CasCalib
James Tang, Shashwat Suri, Daniel Ajisafe, Bastian Wandt, and Helge Rhodin
Use the Functions in the following order in order to get multiview camera calibrations from human pose detections. You can see how this works in main.py within CasCalib.
Clone repository.
git clone https://github.com/tangytoby/CasCalib.git
cd CasCalib
Create a conda enviroment.
conda create -n CasCalib python=3.8
conda activate CasCalib
Install Requirements.
pip install -r requirements.txt
Note that pip install torch
in requirement.txt file may install a newer version with bugs. You could try pip install torch==2.0.0
or specify the version that matches your CUDA environment if this command does not work for you.
run demo for single view calibration.
python run_single_view.py example_data/frames/terrace1-c0_avi/00000000.jpg example_data/detections/result_terrace1-c0_.json 0
The results will be in the outputs folder in the folder called "single_view__"
To run multiview with bundle adjustment, install pytorch3d ''' pip install 'git+https://github.com/facebookresearch/pytorch3d.git@stable' '''
Then run the multiview dataset. ''' python run_multiview.py '''
You can run the single view calibration by simply running the following line:
python run_single_view.py <path_to_frame> <path_to_detections> <int>
The last line determines the detector that you are using. 0 for coco mmpose and 1 for alphapose.

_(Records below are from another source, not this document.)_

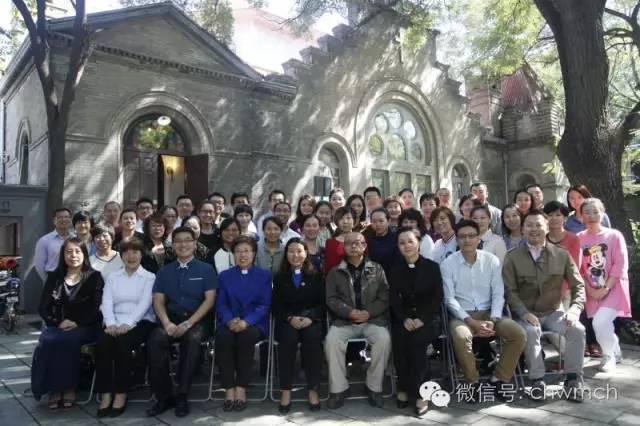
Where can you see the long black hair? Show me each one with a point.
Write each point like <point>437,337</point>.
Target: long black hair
<point>62,269</point>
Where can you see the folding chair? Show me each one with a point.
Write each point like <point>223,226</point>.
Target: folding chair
<point>265,385</point>
<point>273,369</point>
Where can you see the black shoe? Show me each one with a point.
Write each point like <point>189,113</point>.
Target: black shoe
<point>335,401</point>
<point>160,407</point>
<point>284,409</point>
<point>538,390</point>
<point>115,412</point>
<point>505,392</point>
<point>239,405</point>
<point>402,404</point>
<point>375,398</point>
<point>573,390</point>
<point>103,412</point>
<point>315,407</point>
<point>182,406</point>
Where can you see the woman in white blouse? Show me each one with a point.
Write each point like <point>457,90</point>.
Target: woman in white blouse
<point>106,259</point>
<point>128,320</point>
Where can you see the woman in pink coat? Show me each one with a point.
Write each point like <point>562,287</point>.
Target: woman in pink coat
<point>604,268</point>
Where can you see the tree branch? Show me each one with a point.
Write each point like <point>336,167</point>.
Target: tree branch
<point>618,14</point>
<point>77,58</point>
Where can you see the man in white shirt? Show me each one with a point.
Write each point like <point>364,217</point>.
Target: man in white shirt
<point>276,196</point>
<point>47,250</point>
<point>443,222</point>
<point>474,294</point>
<point>144,209</point>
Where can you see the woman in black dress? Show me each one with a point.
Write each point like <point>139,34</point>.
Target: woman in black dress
<point>415,296</point>
<point>70,308</point>
<point>298,306</point>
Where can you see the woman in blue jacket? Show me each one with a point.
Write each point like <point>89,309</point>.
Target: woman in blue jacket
<point>242,306</point>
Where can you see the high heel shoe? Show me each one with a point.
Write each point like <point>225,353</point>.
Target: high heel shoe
<point>284,409</point>
<point>115,412</point>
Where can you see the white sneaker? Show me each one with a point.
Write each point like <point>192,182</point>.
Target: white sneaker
<point>608,364</point>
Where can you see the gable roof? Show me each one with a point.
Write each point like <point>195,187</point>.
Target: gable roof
<point>167,9</point>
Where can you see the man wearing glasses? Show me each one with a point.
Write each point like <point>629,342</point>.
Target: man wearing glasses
<point>474,295</point>
<point>358,299</point>
<point>183,294</point>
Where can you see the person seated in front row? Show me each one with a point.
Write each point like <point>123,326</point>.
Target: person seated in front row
<point>299,310</point>
<point>128,320</point>
<point>415,296</point>
<point>358,300</point>
<point>70,308</point>
<point>183,294</point>
<point>242,309</point>
<point>474,294</point>
<point>533,275</point>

Use run_calibration_ransac from run_calibration_ransac.py to get the camera calibration for single views.
The outputs are:
- ankles: The 3D ankles
- cam_matrix: The intrinsic camera matrix
- normal: The normal vector of the ground plane
- ankleWorld: The plane position
- focal: The focal length
- focal_batch: intermediate results for the focal length
- ransac_focal: intermediate results for the focal length from ransac
- datastore_filtered: The filtered detections used for the calibration
Use time_all in time_align.py to get the temporal offset between the sequences. This step uses the outputs from the single view calilbration, that are passed into geometry.camera_to_plane in order to transform the ankle detections from camera coordinates to plane coordinates.
The outputs are:
- best_shift_array: array of temporal offsets
- best_scale_array: array of temporal scales, or FPS scale
- sync_dict_array: array of frame correspondances
use icp from ICP.py. This part requires temporal synchronization output from earlier as input.
use bundle_adjustment.match_3d_plotly_input2d_farthest_point to get the matches between views. use bundle_adjustment.bundle_adjustment to perform the bundle adjustment.